🤝56. Merge Intervals

Medium | Grind 75 | Thursday August 4, 2022

Given an array of intervals where intervals[i] = [starti, endi], merge all overlapping intervals, and return an array of the non-overlapping intervals that cover all the intervals in the input.

Constraints:

• 1 <= intervals.length <= 104

• intervals[i].length == 2

• 0 <= starti <= endi <= 104

Example 1

Input: intervals = [[1,3],[2,6],[8,10],[15,18]]
Output:
 [[1,6],[8,10],[15,18]]
Explanation:
 Since intervals [1,3] and [2,6] overlap, merge them into [1,6].

Example 2

Input: intervals = [[1,4],[4,5]]
Output:
 [[1,5]]
Explanation:
 Intervals [1,4] and [4,5] are considered overlapping.

SOLUTION

The question is straightforward, but, we need to pay close attention to the constraints. The two values inside each element will always be non-decreasing. However, the intervals/elements themselves do not strictly have to be non-decreasing. Given this, we will first sort the intervals. By using python's built-in sort function, it will sort the intervals based on their first start value. For example, if the input is [[1,3],[2,6],[8,10],[5, 18]], the sorted list would be [[1,3],[2,6],[5,18],[8,10]]

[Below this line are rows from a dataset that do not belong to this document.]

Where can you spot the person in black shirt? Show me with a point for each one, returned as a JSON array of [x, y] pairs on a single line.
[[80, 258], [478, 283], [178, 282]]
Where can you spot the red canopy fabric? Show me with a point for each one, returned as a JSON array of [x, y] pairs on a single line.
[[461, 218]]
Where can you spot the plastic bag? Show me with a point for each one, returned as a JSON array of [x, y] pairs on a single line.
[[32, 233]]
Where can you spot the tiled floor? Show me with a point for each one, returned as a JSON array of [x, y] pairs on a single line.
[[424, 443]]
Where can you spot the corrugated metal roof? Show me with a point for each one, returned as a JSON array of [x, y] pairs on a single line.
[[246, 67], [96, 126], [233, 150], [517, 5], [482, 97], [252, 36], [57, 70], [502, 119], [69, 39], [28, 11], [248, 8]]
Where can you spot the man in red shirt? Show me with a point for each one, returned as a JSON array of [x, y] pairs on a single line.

Once we have the sorted intervals, we will loop through each element in the intervals list. We know that an overlap exists when the end (second value in an element) value is greater than or equal to the start value of the next element. In example 1, our first element is [1,3]. The start is 1 and the end is 3. We now compare our end with the start of the next element which is 2. Since 3 is bigger than 2, we know there is an overlap. We can now merge these two intervals. NOTE: whenever you merge, you need to be careful of the end values because the end value of the next element may not necessarily be greater than the end value of the current element.

class Solution:
    def merge(self, intervals: List[List[int]]) -> List[List[int]]:
        intervals.sort() # will sort it based on the first value of each element
        output = []      # store our merged intervals here. 
        i= 0  
        
        while i < len(intervals):  
            start, end = intervals[i][0], intervals[i][1] # get the start and end of an element.
            
            # need to loop only unitl len - 2 to not get index error since we add i+1 
            while i <= len(intervals)-2:
                # keep iterating if the current end is more than the start of the next element.
                # if end > start of next element, means an overlap exist. 
                if end >= intervals[i+1][0]:
                    
                     # need to update the end. the end value for the next element could be smaller than the current end. 
                    if end < intervals[i+1][1]:
                        end = intervals[i+1][1]
                        
                    # go to the next element and repeat
                    i += 1
                    
                else: 
                    break
            
            # this will be the merged interval. 
            output.append([start, end])
            i += 1
        
        return output

TIME AND SPACE COMPLEXITY

TIME: we are looping through all the elements once so the time for this will be O(n) where n is the number of elements in the interval list. However, Given that we are sorting, the time complexity for that is O(nlogn). Therefore, our time complexity is O(nlogn).

SPACE: space complexity will be O(n). In the worst-case scenario, none of the elements overlap so we have to store every element in our output list.